Das Familienunternehmen mit Tradition und Geschichte: Volker (l.) und Jonathan Bley lieben ihren Beruf. © Stephan Schütze
Die Werkstatt hat sich darauf spezialisiert, Streichinstrumente zu kaufen, zu restaurieren, zu verkaufen und sie an Schüler und Studenten zu vermieten. Dabei hat Volker Bley gelernt, Instrumente zu bauen. Stolz präsentiert er ein Arbeitsergebnis aus seiner Schulzeit. Eine sogenannte Gambe. 1963 gebaut, wurde sie von der Schule und dem Land Bayern bis nach Tokio gebracht und dort ausgestellt. Voller Stolz ist Volker Bley auch heute noch, wenn er das Instrument in den Händen hält.

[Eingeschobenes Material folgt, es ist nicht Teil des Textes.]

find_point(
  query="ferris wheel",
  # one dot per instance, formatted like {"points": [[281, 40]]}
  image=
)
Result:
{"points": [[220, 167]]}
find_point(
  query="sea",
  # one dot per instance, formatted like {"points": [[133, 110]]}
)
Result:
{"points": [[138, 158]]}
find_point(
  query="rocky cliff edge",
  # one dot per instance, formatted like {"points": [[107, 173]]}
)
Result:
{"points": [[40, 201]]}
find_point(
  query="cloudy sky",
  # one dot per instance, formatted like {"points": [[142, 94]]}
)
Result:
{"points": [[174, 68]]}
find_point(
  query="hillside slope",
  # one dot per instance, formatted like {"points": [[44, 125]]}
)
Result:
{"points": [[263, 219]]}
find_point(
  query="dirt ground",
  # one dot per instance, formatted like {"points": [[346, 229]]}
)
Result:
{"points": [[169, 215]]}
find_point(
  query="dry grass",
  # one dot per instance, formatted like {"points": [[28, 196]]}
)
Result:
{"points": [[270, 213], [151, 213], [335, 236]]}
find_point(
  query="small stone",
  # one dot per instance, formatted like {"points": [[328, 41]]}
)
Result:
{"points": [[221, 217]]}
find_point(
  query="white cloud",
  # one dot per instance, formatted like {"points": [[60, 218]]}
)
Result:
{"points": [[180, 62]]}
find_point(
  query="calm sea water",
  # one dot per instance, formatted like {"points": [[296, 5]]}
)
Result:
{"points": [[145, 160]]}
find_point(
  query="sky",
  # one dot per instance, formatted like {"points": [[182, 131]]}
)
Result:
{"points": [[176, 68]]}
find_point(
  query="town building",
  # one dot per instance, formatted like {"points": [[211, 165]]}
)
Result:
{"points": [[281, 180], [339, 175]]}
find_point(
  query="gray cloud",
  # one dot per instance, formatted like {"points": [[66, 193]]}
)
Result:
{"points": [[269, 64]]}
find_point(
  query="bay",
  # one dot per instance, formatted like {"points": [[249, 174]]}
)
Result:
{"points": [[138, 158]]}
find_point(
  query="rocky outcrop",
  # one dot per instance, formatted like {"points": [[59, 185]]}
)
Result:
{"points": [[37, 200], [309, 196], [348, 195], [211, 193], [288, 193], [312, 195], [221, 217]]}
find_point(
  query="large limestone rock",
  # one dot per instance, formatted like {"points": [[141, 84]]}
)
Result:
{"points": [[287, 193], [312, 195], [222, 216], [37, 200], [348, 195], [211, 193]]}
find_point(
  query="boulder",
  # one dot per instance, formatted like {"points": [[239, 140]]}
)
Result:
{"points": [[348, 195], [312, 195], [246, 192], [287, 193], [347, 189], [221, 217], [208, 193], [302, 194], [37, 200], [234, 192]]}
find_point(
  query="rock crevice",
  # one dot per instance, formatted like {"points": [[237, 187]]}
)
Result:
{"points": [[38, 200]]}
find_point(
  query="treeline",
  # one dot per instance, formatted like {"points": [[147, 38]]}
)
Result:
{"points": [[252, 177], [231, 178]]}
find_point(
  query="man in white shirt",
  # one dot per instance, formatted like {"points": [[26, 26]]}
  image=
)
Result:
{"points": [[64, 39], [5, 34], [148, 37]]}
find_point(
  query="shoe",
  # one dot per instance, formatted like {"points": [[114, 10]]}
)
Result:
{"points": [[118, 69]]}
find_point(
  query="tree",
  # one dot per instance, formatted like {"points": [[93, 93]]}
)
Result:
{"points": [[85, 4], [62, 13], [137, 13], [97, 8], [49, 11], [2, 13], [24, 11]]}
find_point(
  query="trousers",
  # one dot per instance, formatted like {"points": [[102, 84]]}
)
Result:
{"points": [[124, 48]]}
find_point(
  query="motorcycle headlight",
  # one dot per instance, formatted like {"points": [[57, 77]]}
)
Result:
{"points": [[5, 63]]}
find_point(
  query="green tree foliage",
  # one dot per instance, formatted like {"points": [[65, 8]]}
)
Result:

Ebenso interessant wie Bleys Geschichte ist auch die der Viola-da-Gamba. Nachdem das Streichinstrument verkauft wurde, spielte eine Musikerin das Instrument. 50 Jahre später ist es wieder in Bleys Besitz. „Mein Sohn hat die Gambe im Internet wiedergefunden und dann haben wir sie zurückgekauft“, erzählt Bley strahlend. Bis heute spiele er das Instrument. Auch sein Gesellenstück von 1964 ist heutzutage noch in Volker Bleys Besitz. Ein Violoncello. Bis heute spielt er es und „keines klingt besser, keines sieht schöner aus“, sagt er, und man merkt deutlich, wie viel Freude er an seinen Instrumenten hat.
Zukunftspläne
Seit frühster Kindheit macht er Musik, baut und erfindet schon damals eigene Instrumente. Insgesamt 30 verschiedene Instrumente spielt der 75-Jährige. Dabei fertigt Bley viele seiner Werkzeuge selbst. „Gerade die Formen müssen immer an das zu bearbeitende Instrument angepasst sein“, erklärt er. Denn nur so kann es perfekt werden.
Dass der Laden auch in Zukunft Bley und Sohn heißen wird, darüber ist sich Volker Bley sicher. „Mein Sohn hat ja schließlich auch einen Sohn“, sagt er, lacht und greift zur nächsten Geige.